The amount of time British children and adolescents spend on digital technologies has more than doubled in the past decade, and debates about the possible impact of excessive screen use are prominent in the scientific and policy arenas, as well as in the public press. The UK House of Commons, DCMS, and Science and Technology Select Committees, the Royal Society for Paediatrics and Child Health, and the UK’s Chief Medical Officer have recently investigated whether the Internet, smartphones, digital games, and social media influence the health of children and young people. These initiatives, however, have all acknowledged the lack of scientific knowledge in this area – which stymies the efforts of UK policy makers to craft effective advice, regulations, and interventions.

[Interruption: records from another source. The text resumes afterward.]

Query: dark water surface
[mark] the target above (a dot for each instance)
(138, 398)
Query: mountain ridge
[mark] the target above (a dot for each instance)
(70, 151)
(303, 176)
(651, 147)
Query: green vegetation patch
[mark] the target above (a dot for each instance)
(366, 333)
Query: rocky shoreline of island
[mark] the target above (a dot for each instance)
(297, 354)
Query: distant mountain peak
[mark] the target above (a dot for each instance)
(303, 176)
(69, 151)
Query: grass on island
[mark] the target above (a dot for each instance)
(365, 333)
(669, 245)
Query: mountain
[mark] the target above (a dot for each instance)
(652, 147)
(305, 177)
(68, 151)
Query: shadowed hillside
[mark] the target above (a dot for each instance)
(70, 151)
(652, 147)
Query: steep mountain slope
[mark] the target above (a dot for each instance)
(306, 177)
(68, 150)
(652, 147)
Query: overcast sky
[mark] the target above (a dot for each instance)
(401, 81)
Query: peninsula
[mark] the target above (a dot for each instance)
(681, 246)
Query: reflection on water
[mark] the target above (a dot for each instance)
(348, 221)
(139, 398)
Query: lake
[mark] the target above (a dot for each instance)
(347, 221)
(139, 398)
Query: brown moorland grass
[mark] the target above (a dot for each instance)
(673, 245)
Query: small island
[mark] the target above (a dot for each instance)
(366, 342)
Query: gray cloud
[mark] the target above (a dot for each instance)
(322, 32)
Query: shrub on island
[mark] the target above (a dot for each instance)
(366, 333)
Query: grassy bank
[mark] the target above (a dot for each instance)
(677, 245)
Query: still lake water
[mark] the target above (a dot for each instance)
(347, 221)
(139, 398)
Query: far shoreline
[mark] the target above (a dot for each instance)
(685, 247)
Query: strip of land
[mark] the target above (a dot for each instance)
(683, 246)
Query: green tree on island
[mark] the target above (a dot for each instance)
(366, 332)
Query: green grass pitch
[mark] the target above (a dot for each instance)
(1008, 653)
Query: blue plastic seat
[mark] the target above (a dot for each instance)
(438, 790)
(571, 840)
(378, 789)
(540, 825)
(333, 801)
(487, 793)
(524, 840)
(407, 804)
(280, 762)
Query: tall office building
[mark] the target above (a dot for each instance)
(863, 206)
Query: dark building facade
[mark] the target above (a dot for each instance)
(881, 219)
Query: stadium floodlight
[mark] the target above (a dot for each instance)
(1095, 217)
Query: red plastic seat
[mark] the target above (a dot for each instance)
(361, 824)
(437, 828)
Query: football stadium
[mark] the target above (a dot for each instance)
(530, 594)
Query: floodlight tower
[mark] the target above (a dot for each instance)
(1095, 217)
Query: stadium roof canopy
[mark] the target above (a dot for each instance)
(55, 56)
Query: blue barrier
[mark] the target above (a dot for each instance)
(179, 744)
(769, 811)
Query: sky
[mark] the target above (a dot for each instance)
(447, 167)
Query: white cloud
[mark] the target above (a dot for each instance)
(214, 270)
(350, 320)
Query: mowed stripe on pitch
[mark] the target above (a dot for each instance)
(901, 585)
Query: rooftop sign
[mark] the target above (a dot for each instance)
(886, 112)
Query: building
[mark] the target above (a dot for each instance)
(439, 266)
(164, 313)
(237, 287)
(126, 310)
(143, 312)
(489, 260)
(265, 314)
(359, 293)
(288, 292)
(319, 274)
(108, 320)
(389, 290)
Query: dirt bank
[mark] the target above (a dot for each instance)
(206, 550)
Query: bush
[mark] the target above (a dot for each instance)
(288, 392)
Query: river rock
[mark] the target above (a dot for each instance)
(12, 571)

This project aims – for the first time – to use existing ESRC datasets to generate the science required to ground policy in this area. It aims to provide policy-makers, parents, teachers, and GPs with the evidence required to understand the role digital technologies play in the lives of British children, and to highlight potential risk and resilience factors that could be the focus of future intervention. The project will use ESRC data assets, advanced statistical approaches, and robust open science methodologies to answer three pressing questions:
- What risk and resilience factors predispose adolescents to experiencing an effect of digital technology use on their psychological well-being?
- What are the directional links between digital technology use and psychological well-being, and do the risk factors identified play a mediating role in this?
- What are the causal pathways linking risk factors, digital technology use and psychological well-being that can inform future intervention?